26 МАРТА. Теософские доклады д-ра Рудольфа Штайнера из Берлина. Риторический прием: обстоятельно излагает возражения противников, слушатель поражен, сколь сильны эти противники, слушатель встревожен, он полностью погружается в эти возражения, словно вокруг ничего более не существует, слушатель считает уже, что опровергнуть их вообще невозможно, и он более чем удовлетворен даже самым беглым изложением возможной защиты. Кстати, такой риторический эффект соответствует предписанию погрузить слушателей в благоговейное настроение. Долго рассматривается вытянутая вперед ладонь. Заключительная точка не ставится. Обычно каждая фраза, произносимая оратором, начинается с прописных букв, по мере продолжения она изо всех сил наклоняется к слушателю и в конце своем с заключительной точкой возвращается к оратору. Когда же заключительной точки нет, ничем не сдерживаемая фраза дышит слушателю прямо в лицо.
Доклад Лооса и Крауса.
Как только в какой-нибудь западноевропейской повести делается попытка охватить хоть некоторые группы евреев, мы сейчас уже почти по привычке сразу начинаем под или над изображенным искать и находить также решения еврейского вопроса. Но в «Еврейках» не дано такого решения, оно даже не предполагается, ибо как раз те персонажи, которые занимаются подобными вопросами, стоят в романе далеко от центра, там, где события разворачиваются быстрее, и, хотя мы еще можем за ними наблюдать, нам уже не представляется случая спокойно получить сведения об их стремлениях. Недолго рассуждая, мы находим в этом недостаток романа и чувствуем себя тем более вправе дать такую оценку, что теперь, когда существует сионизм, возможности решения еврейской проблемы разработаны так ясно, что в конце концов писателю нужно сделать лишь несколько шагов, чтобы найти подходящие для своего повествования решения.

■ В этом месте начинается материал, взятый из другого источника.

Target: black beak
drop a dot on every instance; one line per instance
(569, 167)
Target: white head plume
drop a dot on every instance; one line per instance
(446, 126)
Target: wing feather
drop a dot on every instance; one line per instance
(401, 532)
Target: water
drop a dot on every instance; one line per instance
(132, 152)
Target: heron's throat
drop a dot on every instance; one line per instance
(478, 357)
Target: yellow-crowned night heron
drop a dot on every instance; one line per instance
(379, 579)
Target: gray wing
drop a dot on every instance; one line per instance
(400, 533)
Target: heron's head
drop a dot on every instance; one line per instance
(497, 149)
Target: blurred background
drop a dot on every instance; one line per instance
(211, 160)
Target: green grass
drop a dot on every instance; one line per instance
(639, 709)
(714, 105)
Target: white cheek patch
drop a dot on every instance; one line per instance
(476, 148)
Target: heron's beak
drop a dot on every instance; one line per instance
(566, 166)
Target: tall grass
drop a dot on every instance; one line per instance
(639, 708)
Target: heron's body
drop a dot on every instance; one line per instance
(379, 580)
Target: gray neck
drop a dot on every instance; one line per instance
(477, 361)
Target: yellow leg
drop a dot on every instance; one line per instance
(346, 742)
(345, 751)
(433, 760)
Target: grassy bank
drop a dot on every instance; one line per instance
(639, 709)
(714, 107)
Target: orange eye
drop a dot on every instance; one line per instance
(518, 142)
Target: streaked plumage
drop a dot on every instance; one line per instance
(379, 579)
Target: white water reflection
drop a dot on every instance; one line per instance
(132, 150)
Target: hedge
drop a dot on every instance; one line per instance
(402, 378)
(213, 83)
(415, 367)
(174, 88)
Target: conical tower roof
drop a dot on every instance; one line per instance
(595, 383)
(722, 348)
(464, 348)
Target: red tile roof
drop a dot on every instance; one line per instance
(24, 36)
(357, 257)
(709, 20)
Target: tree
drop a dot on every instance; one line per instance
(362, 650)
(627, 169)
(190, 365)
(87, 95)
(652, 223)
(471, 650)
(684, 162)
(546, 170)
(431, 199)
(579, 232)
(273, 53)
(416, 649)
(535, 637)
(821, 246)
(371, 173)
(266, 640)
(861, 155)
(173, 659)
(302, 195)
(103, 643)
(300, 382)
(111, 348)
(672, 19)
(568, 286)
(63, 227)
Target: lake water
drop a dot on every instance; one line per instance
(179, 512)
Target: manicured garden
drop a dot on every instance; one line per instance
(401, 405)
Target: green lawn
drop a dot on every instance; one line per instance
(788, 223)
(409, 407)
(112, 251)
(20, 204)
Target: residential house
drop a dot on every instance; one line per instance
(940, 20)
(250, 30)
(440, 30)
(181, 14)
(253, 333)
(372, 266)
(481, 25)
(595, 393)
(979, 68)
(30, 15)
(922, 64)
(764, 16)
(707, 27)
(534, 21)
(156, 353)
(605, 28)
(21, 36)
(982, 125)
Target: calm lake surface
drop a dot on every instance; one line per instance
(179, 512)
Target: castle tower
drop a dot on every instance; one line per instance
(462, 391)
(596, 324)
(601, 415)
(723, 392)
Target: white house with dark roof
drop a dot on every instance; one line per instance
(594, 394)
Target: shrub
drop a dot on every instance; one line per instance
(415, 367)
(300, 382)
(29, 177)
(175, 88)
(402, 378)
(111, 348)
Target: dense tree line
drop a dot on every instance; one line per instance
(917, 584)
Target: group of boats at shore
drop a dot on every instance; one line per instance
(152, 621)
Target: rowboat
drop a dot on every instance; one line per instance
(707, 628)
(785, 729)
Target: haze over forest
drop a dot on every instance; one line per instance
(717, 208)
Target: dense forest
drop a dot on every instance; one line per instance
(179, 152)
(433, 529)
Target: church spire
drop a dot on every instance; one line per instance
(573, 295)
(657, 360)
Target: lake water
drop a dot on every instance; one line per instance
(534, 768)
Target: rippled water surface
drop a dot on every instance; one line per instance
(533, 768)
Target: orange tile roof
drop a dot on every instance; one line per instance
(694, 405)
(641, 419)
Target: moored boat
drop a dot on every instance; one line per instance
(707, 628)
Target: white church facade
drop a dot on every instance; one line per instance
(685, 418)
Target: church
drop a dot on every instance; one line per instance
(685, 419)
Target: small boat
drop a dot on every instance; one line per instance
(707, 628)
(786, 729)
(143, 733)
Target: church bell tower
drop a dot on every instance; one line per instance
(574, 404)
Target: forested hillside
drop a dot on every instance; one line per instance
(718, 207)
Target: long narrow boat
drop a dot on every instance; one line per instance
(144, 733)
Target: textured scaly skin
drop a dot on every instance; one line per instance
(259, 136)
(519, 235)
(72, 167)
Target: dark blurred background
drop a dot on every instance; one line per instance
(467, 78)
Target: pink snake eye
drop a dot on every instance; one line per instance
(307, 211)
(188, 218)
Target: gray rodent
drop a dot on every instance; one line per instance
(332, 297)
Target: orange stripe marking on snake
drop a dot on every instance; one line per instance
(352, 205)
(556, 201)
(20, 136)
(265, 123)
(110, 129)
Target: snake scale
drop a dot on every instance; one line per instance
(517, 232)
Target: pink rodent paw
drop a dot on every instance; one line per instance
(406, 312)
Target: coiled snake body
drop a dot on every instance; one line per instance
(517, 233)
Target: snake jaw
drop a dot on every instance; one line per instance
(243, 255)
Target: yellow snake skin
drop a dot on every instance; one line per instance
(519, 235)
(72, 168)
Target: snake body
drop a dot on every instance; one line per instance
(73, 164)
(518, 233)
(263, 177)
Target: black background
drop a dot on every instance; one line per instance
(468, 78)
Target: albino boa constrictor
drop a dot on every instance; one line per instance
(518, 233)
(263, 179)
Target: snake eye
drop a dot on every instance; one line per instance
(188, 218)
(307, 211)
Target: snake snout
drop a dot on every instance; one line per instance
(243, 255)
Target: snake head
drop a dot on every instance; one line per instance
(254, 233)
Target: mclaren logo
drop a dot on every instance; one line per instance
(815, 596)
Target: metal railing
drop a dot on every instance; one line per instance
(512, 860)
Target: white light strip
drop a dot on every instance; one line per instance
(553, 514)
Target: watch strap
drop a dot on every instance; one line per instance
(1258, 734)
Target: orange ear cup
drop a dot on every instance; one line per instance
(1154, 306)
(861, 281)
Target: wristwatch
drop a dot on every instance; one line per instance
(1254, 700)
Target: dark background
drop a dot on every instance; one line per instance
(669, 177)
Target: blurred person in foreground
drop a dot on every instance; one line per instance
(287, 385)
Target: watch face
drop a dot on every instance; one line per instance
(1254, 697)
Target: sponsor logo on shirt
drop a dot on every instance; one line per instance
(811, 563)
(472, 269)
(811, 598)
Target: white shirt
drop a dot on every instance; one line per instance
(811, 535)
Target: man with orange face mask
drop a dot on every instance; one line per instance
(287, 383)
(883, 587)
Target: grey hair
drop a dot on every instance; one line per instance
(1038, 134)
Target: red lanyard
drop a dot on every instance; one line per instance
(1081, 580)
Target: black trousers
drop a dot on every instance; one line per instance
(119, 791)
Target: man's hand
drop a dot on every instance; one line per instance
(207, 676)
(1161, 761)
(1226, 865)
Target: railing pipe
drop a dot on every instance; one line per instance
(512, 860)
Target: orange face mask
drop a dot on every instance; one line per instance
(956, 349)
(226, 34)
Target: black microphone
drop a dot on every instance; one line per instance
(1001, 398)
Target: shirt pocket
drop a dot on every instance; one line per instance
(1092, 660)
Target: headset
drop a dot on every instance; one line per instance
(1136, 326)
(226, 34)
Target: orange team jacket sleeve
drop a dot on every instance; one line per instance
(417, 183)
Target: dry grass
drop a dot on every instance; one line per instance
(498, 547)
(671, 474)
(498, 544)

Но данный недостаток вытекает еще из другого недостатка. В «Еврейках» нет нееврейских персонажей, уважаемых антагонистов, которые в других произведениях выманивают еврейское на свет Божий, так что оно возникает перед ними, вызывая изумление, сомнение, зависть, страх и наконец, наконец-то обретает уверенность в себе, во всяком случае, оно в противопоставлении с ними может подняться во весь свой рост. Именно этого мы желаем, другого растворения еврейских масс мы не признаем. На это чувство мы ссылаемся не только в данном случае, по меньшей мере в одном направлении оно всеобще. Так, на пешеходной дороге в Италии нас необыкновенно радует мелькание ящериц перед нашими ногами, мы все время хотим наклониться к ним, но когда мы видим их у торговца, сотнями кишащими в больших банках, в каких обычно маринуют огурцы, то мы не знаем, куда деваться.
Оба недостатка объединяются в третий. «Еврейки» могут обходиться без того находящегося на переднем плане юноши, который обычно в повествовании привлекает к себе лучших и ведет их в прекрасном радиальном направлении к границам еврейского круга. Именно с тем, что роман может обходиться без этого юноши, мы не хотим согласиться, здесь мы ошибку больше чувствуем, нежели видим.
28 МАРТА. Художник Поллак-Карлин, его жена, два широких больших передних зуба заостряют большое, в общем-то, плоское лицо, госпожа надворная советница Биттнер, мать композитора, крепкий костяк которой от старости так выпирает, что она похожа на мужчину, по крайней мере когда сидит.
Отсутствующие ученики требуют столько внимания от д-ра Штайнера. Во время его выступления вокруг него так и теснятся покойники. Жажда знаний? Разве их, собственно, это интересует? Видимо, да. Спит два часа. С тех пор как однажды во время его выступления выключили электрический свет, он всегда носит с собой свечу. Он был очень близок к Христу. Он поставил в Мюнхене свою пьесу (ты можешь изучать ее целый год и все равно не поймешь), сам нарисовал костюмы, написал музыку. Он был наставником некоего химика. Симону Леви, торговцу мылом в Париже, Quai Могсеу, он дал превосходные деловые советы. Тот перевел его произведения на французский язык. Поэтому надворная советница занесла в свою записную книжку: «Как достичь познания высших миров? У С. Леви в Париже».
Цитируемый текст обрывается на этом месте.